“Only the spirits know.” Cara stopped at the bottom of the steps and cocked her head. “What do you think? That there are other lands beyond these? Other ponds?” She swept her Agiel around in a circle. “Out there, somewhere?”
Richard threw his hands up. “I don’t know. But I do know that to the south is the Old World.”
Raina folded her arms. “To the south is a barren waste.”
Richard started across the expanse of floor. “Embedded in the wasteland was a place called the Valley of the Lost, and running through it, from ocean to ocean, a barrier called the Towers of Perdition. The towers were set in place three thousand years ago by wizards with unimaginable power. The spells of those towers have prevented almost anyone from crossing for the last three thousand years, and so the Old World beyond was forgotten in time.”
Cara flashed a skeptical frown as their boot-strikes echoed around the dome. “How do you know this?”
“I was there, in the Old World, at the Palace of the Prophets, in a great city called Tanimura.”
“Truly?” Raina asked.

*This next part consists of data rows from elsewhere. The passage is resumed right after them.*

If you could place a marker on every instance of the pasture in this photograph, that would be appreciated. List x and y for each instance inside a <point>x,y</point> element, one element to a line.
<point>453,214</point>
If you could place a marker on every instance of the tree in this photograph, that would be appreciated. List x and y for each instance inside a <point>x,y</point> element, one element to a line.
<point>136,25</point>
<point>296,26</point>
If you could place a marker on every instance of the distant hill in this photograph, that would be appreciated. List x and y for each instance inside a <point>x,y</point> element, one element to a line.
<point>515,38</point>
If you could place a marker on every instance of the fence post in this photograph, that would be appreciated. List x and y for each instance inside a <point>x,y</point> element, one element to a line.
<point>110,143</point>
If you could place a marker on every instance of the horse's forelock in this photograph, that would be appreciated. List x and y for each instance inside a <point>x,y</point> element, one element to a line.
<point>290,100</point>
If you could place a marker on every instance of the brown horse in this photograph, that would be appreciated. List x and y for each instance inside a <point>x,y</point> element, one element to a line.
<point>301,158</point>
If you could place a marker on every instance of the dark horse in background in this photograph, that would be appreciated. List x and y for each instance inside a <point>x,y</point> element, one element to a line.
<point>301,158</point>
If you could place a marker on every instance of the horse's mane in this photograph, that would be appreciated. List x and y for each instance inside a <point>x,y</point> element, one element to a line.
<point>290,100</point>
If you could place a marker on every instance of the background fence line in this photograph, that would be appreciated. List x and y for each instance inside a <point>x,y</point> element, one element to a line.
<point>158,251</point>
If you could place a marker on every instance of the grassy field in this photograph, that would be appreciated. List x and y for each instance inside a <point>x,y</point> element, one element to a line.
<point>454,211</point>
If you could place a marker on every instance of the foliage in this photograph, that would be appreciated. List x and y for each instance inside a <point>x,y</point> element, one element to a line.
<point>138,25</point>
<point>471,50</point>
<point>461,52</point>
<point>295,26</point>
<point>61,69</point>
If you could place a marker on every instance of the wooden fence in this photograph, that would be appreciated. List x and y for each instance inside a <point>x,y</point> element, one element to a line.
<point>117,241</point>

Richard nodded. She added a frown to Cara’s. “And if no one can get through, then how did you?”
“It’s a long story, but basically these women, the Sisters of the Light, took me there. We could cross because we have the gift, but not strong enough to draw the destructive power of the spells. No one else could get through, and so the Old and New Worlds remained separated by the towers and their spells.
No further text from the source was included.